Eine besondere Verantwortung in der Causa Schlesinger lastet auf den Kontrollgremien der Anstalt. Die Frage muss erlaubt sein, was ein Immobilienmillionär und Multifunktionär, der in der Vergangenheit bereits mit Korruptionsvorwürfen belastet war, an der Spitze des Verwaltungsrates einer öffentlich-rechtlichen Anstalt verloren hat. Einer Verquickung geschäftlicher und „ehrenamtlicher“ Belange wird doch dadurch geradezu Tür und Tor geöffnet.
Zu den Aufgaben des Rundfunkrates gehören neben der kritischen Begleitung der Programmangebote die Wahl der Intendanten, der Direktoren und der Verwaltungsratsmitglieder. Der Verwaltungsrat hingegen überwacht die Geschäftsführung der Intendanten mit Ausnahme der inhaltlichen Gestaltung der Angebote. Vor allem im Hinblick auf finanzielle Entscheidungen wirkt der Verwaltungsrat beratend und unterstützend. Voraussetzung für eine gesetzeskonforme Aufgabenerfüllung innerhalb beider Gremien ist Sachverstand und ein ausreichendes Zeitfenster, um die vielfältigen und anspruchsvollen Kontroll- und Beratungstätigkeiten überhaupt leisten zu können. Multifunktionäre, wie auch der ehemalige Vorsitzende des rbb-Verwaltungsrates, Hartman Kleiner, dürften bei ihrem Pensum kaum noch zum Nachtschlaf kommen. Das gleiche gilt für Rundfunkräte, die neben einer 60-Stunden-Woche im Polikbetrieb noch Zeit für die kontinuierliche Programmbeobachtung der Sender aufbringen wollen.

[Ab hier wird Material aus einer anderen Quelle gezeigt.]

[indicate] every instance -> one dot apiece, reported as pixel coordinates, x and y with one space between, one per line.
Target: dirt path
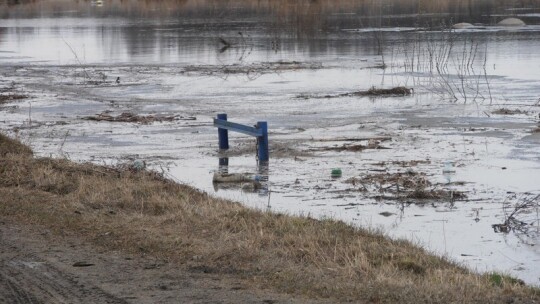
37 267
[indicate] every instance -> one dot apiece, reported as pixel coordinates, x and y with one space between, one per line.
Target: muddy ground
39 267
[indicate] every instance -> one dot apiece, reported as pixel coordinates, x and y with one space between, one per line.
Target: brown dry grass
141 212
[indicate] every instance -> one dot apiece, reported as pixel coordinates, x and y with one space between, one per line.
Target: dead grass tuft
140 212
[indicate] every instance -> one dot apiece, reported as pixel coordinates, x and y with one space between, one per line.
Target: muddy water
467 128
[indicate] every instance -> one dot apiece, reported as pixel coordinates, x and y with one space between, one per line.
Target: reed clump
142 212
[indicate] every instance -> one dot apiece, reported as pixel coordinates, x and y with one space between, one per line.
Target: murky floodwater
473 114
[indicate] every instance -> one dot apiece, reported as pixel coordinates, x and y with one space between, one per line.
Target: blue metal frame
260 131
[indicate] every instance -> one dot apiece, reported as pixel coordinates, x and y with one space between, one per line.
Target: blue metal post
223 134
262 142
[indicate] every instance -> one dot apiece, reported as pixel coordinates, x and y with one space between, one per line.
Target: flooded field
452 162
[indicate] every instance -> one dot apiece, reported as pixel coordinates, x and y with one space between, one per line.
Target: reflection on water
296 17
178 63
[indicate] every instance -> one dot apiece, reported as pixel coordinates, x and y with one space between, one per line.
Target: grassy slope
142 212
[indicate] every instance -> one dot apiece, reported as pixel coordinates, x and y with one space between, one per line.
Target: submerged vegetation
142 212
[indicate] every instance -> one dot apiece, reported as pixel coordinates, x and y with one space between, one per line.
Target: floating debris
142 119
511 22
11 97
373 92
403 185
505 111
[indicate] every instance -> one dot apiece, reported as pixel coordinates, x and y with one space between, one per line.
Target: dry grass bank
141 212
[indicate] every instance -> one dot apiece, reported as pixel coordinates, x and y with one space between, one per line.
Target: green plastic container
336 173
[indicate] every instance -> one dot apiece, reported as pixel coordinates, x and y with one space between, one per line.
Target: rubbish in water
449 167
336 173
138 165
230 178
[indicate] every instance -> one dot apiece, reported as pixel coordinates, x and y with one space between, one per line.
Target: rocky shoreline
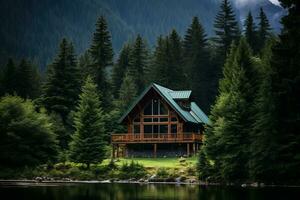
48 182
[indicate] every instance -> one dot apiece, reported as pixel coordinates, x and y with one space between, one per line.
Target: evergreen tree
138 63
102 55
250 32
88 145
197 57
85 65
161 62
226 28
176 73
264 136
128 92
264 29
27 80
227 140
120 68
26 136
8 81
285 81
60 91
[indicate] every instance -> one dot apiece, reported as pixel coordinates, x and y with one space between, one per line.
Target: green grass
159 162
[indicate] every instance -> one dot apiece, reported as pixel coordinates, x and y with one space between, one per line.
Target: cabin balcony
127 138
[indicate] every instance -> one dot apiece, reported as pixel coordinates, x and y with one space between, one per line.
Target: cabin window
147 128
136 129
163 110
155 128
173 128
155 119
147 119
137 119
163 119
163 128
155 107
174 119
148 109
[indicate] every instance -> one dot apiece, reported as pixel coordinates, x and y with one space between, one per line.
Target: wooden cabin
161 123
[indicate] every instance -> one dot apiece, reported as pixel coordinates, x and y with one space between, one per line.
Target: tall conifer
226 28
196 58
61 89
264 29
120 68
139 63
88 145
250 32
102 56
285 81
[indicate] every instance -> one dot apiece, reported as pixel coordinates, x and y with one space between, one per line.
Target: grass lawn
160 162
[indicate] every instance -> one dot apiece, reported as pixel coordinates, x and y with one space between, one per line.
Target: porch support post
155 149
194 148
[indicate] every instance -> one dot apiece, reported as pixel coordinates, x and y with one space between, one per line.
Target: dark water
147 191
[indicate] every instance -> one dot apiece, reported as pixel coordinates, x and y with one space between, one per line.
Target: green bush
162 173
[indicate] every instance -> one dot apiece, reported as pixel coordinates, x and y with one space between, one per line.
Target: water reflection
146 191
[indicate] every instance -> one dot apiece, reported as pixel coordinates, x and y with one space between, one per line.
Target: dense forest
247 78
28 26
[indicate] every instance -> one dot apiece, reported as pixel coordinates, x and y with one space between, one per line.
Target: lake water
102 191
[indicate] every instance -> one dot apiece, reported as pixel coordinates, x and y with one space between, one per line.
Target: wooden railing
155 137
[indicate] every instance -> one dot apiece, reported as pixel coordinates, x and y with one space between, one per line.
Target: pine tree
127 93
176 73
27 137
161 62
8 81
285 86
120 68
85 65
88 145
27 80
226 28
264 136
264 29
197 57
61 89
227 140
251 33
138 63
102 55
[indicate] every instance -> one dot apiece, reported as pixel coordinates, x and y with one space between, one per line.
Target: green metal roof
195 115
181 94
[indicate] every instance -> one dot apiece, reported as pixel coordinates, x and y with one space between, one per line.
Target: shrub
162 173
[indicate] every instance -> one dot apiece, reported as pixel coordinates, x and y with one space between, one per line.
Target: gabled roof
195 115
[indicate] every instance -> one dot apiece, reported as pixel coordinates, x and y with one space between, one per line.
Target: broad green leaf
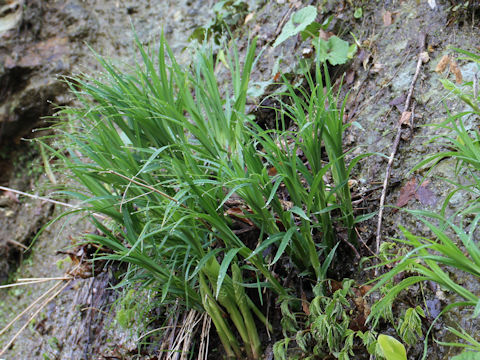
297 23
392 348
335 50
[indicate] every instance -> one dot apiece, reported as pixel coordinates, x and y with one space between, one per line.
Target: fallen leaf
455 69
421 193
407 193
387 18
405 118
442 64
324 35
249 17
425 57
307 53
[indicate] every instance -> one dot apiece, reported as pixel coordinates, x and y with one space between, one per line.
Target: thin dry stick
28 308
32 317
394 150
16 243
22 283
205 337
45 279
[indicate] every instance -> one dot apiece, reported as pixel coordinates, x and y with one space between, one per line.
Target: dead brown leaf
405 118
421 193
442 64
455 69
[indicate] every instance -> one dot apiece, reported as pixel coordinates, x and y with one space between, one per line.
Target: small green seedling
391 348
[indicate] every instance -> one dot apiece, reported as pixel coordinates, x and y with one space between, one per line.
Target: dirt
50 41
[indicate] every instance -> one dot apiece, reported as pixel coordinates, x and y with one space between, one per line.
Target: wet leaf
335 50
392 348
297 23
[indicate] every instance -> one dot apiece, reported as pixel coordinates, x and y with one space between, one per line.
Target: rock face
39 41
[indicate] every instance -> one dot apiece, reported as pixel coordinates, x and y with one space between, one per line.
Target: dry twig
396 142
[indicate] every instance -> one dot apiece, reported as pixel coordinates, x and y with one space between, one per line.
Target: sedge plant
160 152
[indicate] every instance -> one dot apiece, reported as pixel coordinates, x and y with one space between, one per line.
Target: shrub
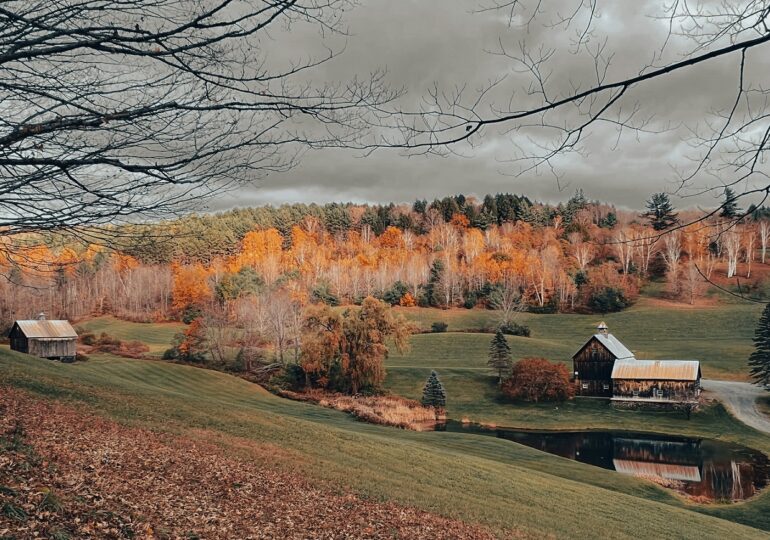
552 306
537 379
515 329
438 327
191 313
87 338
394 295
608 300
292 377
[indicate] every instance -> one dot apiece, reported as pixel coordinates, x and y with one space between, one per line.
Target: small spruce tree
500 355
434 395
759 361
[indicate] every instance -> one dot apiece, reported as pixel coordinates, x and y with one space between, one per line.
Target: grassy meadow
479 479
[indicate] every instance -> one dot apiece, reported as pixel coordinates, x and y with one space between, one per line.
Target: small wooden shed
47 339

Wenn der öffentlich-rechtliche Rundfunk eine Zukunft haben soll, müssen sich die Gremien dringend modernisieren und sich auf ihre Kontrollpflichten besinnen. Wie das konkret aussehen könnte, hat der langjährige Rundfunkrat beim MDR, Heiko Hilker, bereits vor 10 Jahren ausführlich geschildert.

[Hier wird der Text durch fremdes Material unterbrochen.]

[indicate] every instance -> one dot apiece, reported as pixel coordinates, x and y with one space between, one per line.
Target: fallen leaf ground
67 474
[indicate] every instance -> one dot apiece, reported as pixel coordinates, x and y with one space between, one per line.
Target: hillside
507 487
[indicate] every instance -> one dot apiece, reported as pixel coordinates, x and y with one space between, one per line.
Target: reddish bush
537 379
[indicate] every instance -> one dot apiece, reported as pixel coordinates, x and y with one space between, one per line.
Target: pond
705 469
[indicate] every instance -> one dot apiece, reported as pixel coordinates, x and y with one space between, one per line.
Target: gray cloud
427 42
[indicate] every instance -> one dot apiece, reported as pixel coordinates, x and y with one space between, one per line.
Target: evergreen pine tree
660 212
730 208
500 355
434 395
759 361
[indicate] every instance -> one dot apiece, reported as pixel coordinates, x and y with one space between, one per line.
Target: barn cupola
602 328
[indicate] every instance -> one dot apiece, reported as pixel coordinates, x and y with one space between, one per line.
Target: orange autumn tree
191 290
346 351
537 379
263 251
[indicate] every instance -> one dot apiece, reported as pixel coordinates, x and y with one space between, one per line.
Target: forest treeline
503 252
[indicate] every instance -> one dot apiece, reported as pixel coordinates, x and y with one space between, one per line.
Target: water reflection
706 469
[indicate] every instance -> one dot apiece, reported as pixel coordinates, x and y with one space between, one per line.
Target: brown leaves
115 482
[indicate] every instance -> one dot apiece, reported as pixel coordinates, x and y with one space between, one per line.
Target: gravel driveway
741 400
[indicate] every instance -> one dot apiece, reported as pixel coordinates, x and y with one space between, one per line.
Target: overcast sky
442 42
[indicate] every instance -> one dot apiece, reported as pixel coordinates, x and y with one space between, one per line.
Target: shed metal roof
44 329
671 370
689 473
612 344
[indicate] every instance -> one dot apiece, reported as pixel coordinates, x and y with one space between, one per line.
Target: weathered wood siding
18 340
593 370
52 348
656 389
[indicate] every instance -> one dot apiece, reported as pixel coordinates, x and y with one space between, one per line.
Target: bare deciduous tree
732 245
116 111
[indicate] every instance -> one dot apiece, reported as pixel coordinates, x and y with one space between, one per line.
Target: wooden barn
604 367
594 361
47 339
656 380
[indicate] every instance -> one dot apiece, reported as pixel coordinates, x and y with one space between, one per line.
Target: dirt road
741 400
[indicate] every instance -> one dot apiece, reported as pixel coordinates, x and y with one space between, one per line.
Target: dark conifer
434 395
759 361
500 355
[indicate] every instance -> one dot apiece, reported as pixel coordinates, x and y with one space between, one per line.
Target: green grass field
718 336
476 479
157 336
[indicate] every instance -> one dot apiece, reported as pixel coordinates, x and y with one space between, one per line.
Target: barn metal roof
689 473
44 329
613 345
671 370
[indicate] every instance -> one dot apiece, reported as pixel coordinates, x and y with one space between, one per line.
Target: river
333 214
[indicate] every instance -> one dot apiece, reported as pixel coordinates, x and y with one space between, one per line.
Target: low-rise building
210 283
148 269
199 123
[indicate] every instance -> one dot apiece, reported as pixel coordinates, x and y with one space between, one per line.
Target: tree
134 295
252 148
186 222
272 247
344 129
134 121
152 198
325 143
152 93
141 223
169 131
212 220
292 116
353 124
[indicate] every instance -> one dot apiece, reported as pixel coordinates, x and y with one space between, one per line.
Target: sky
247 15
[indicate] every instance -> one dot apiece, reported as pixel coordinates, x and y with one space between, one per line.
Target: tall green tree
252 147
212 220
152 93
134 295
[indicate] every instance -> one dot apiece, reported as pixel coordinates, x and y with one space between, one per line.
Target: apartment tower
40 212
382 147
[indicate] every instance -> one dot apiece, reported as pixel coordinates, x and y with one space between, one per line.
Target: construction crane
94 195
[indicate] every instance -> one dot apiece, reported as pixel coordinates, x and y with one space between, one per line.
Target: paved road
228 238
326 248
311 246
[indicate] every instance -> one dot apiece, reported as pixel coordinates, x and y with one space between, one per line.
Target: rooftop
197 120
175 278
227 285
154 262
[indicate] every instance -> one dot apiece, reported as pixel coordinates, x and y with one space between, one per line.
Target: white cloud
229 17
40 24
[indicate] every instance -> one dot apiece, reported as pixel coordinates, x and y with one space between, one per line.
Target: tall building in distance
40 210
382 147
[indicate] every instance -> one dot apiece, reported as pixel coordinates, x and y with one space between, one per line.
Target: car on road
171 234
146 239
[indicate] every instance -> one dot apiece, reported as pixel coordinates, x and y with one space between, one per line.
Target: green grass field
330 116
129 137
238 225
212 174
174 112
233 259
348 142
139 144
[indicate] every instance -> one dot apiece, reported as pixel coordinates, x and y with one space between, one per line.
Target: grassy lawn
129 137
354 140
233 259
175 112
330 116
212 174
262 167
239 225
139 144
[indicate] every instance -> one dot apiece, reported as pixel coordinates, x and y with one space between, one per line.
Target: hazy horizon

Geändert hat sich bis heute nicht viel. Das politische Establishment und die dahinterstehenden Eliten sehen wohl keinen Änderungsbedarf. Es läuft offensichtlich alles in ihrem Sinne. Systemkritischer Journalismus findet nur vereinzelt statt. Auch nach Jahren dominieren noch immer dieselben vorgeblich relevanten Gruppen inklusive Parteipolitiker die Gremien der Rundfunkanstalten. Es fehlen Wille und Fähigkeit unserer Volksvertreter, dem öffentlich-rechtlichen Rundfunkwesen anspruchsvoll-demokratische Strukturen zu verpassen. Kein Rundfunkrat hat in den letzten Jahren Probleme der Sender als Erster thematisiert oder Skandale als Erste entdeckt. Sie verstanden und verstehen sich vor allem als Verteidiger ihrer Anstalten und als verlängerter Arm der Intendanzen und weniger als deren Kontrolleure. Sowohl Sender als auch Gremien brauchen starken Druck von außen, um sich ihrer Verpflichtungen zu erinnern.
Die Ständige Publikumskonferenz schlug bereits vor Jahren die Etablierung unabhängiger Publikumsräte als Bindeglied zwischen Publikum und regionalen Sendeanstalten vor. Die Mitglieder des Publikumsrats sollten in einem eigens dafür etablierten Verfahren von der Bevölkerung frei gewählt werden und möglichst das gesamte Spektrum der gesellschaftlichen Interessen und politischen Strömungen widerspiegeln.